Detective Jane Tennison feels like she’s been demoted, having been given mundane desk duty jobs at a different police station, due to an incident in a previous case. Her love life is failing and she really wants a new challenge that may prove her self-worth and to her worth to the force. She feels, like her colleague and friend Spencer Gibbs, that they both need something to spice up their police cases. The tiny police station suddenly gets a jolt when a local arts agent, Charles Foxley, turns up dead. The murder is gruesome, one of blunt force: Charles has not only been beaten to death, but has also being dismembered and disembowelled.
Jane sees this case as a way to get her career moving again.
She is involved in the investigations and many interviews to follow, but even as she follows the process, the senior officers in charge feel she is missing the point and that things are not moving fast enough. Charles Foxley had many friends, but his list of enemies starts to expand rapidly as the interviews continue. Working through all the possible perpetrators is a difficult job. Not only is there an ex-wife, colleagues and clients, but many other would-be suspects to rule out, along with acquiring evidence for the case. Again, Jane works on various gut instincts based on information offered, only to be criticised by senior officers on the case. Nevertheless, she perseveres and continues to pursue her own ideas while also following the official police line.

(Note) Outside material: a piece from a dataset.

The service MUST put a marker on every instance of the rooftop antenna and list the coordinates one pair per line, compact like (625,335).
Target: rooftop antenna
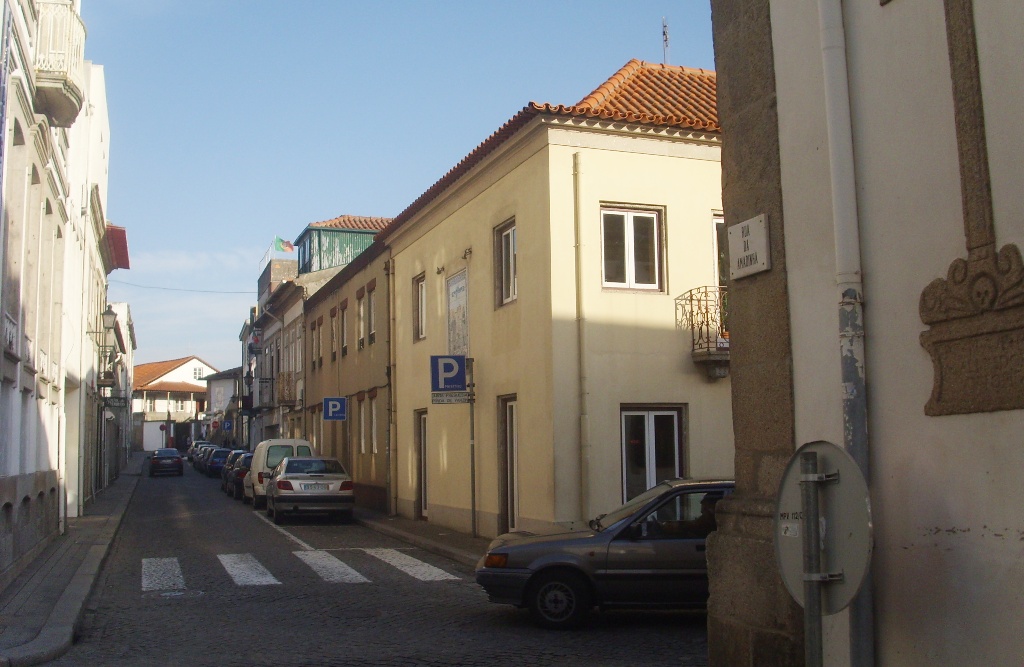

I read a lot of crime novels, with John Grisham and Harlen Coben being two of my favourite writers, but this is the first Lynda La Plante novel I have read. I found it had a very different feel to it. Starting with a detailed description of weapons and gun training that Jane gets involved with to try and help her confidence and career, it was like no other start to a novel I had read. I know nothing of guns, (except for seeing police gun ranges on television shows) living in Australia where gun control is fairly tight compared with, say, America. But by the time I read this I felt like I had a pretty good understanding of how they worked and the training done by police. The crime itself is described in detail early in the book, with the rest of the narrative relating to the tracking down of the killer. There is also a brief side story about Jane’s weapons training and another police matter she is also drawn into.
This book is a page turner, and I thoroughly enjoyed it almost all the way through. The only thing I will say negatively is that I felt the ending was a little disappointing. Having solved the crime, I felt something was missing, something I felt needed to be pursued further. I felt not doing so detracted from the success of the ending and made it a little unrealistic.
Nevertheless, I will now look out for earlier novels by La Plante as a new author who may appear more in my review list.